Space
Medicine Fellowship

 

As we travel away from low-earth orbit, astronauts deserve acute emergency medical care to be provided by expert clinicians. Space Medicine creates those expert clinicians with special training relevant to space travel.

Wilderness Medicine is defined as the provision of ‘resource-limited medicine under austere conditions.’ Space Medicine is the acme of these two conditions.  Using the skills of emergency and wilderness medicine, experts in Space Medicine are developing techniques and technologies to allow diagnosis and treatment of space travelers in situ (well away from Earth). It adds to the extraordinary efforts of the last 60 years, and seeks to expand from there.

Our MGH-Baylor coalition is a driver in expanding this new acute-care-based field of Space Medicine, to be governed as a sub-specialty by the American Board of Emergency Medicine.

We are the first GME-approved Space Medicine Fellowship on the planet.

  • The Massachusetts General Hospital - Baylor College of Medicine Space Medicine Fellowship is a jointly administered program leading the charge to bring terrestrial standards of care to the extraterrestrial environment.

    The two-year program for Emergency Medicine residency graduates is designed to train experts in clinical care, risk management, medical system design, research, and operational considerations supporting human activities in space.

    The program is administered by the Departments of Emergency Medicine at MGH and BCM, as well as the Center for Space Medicine at Baylor College of Medicine. It is sponsored by the Translational Research Institute for Space Health, the Departments of Emergency Medicine at MGH and BCM, and commercial spaceflight partners.

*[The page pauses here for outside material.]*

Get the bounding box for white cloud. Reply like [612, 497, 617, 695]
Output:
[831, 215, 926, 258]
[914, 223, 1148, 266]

  • The curriculum is broken down into the following general categories and percentage of training time:

    Space Medicine Operations 50%

    • Engineering Systems Design 30%

    • Austere and Extreme Environment Emergency Care 7%

    • Space Analogue Simulation Training 4%

    • Space Crew Screening, Health Maintenance, and Reconditioning 4%

    • Electives and Vacation 5%

  • This curriculum aims to generate broadly capable practitioners of spaceflight medicine, with the capacity to perform preparatory, in-flight, and post-mission support. We expect that fellows graduating from this program will be capable of high-level performance in both commercial and federal spaceflight programs. To foster this, fellows engage in a wide range of rotations with our expanding number of partners.

    Additionally, it is our firm belief that competent spaceflight medicine derives from a strong foundation in clinical emergency medicine. To be an outstanding space doctor, you must be an outstanding terrestrial doctor. All fellows are expected to maintain clinical competency in emergency medicine through ongoing clinical work at Massachusetts General Hospital, a level 1 trauma center. The expected clinical time requirement is 0.6 FTE.

    At MGH, you will encounter a wide range of patients from all walks of life with just as diverse pathology. Faculty development opportunities are abundant and will allow you to continue developing your skills as a clinician. You will also be training the next generation of emergency medicine providers, supervising HAEMR residents and physician assistants. There are also opportunities to work with rotating EM-bound students and to teach Harvard Medical School students.

    The program provides a yearly CME and research stipend in addition to your salary.

  • Fellows are required to produce at least one manuscript of publishable quality to be submitted to a journal of Space Medicine as well as the completion of research rotations with NASA and private spaceflight ventures.

    One of our major partners is TRISH, a consortium led by Baylor College of Medicine with MIT and Caltech which seeks to develop research targeted at solving emerging problems in human spaceflight. Fellows will collaborate with TRISH’s established research framework within cutting-edge opportunities in the field of human spaceflight research. Faculty member Gary Strangman, PhD is a founding and continuing TRISH Board member. He and Dr. Harris have a long and productive history as collaborators on projects researching human health in extreme environments.

  • • Graduation from an ACGME accredited Emergency Medicine Residency

    • Eligible for a Massachusetts or Texas state medical license

    • US citizenship

  • • New applications will be accepted from early September until November 15th.

    • Please see the application form (.pdf, .doc) instructions. Application packages should be emailed to nsharris@mgh.harvard.edu and spacemedicine@bcm.edu.

    • Interviews will be held in late November/ early December with program faculty and commercial partners.

    • Applicants can expect to hear our decision by mid-December.

    We encourage interested parties to apply for state licensure early. It can take as long as 1 year to complete the process.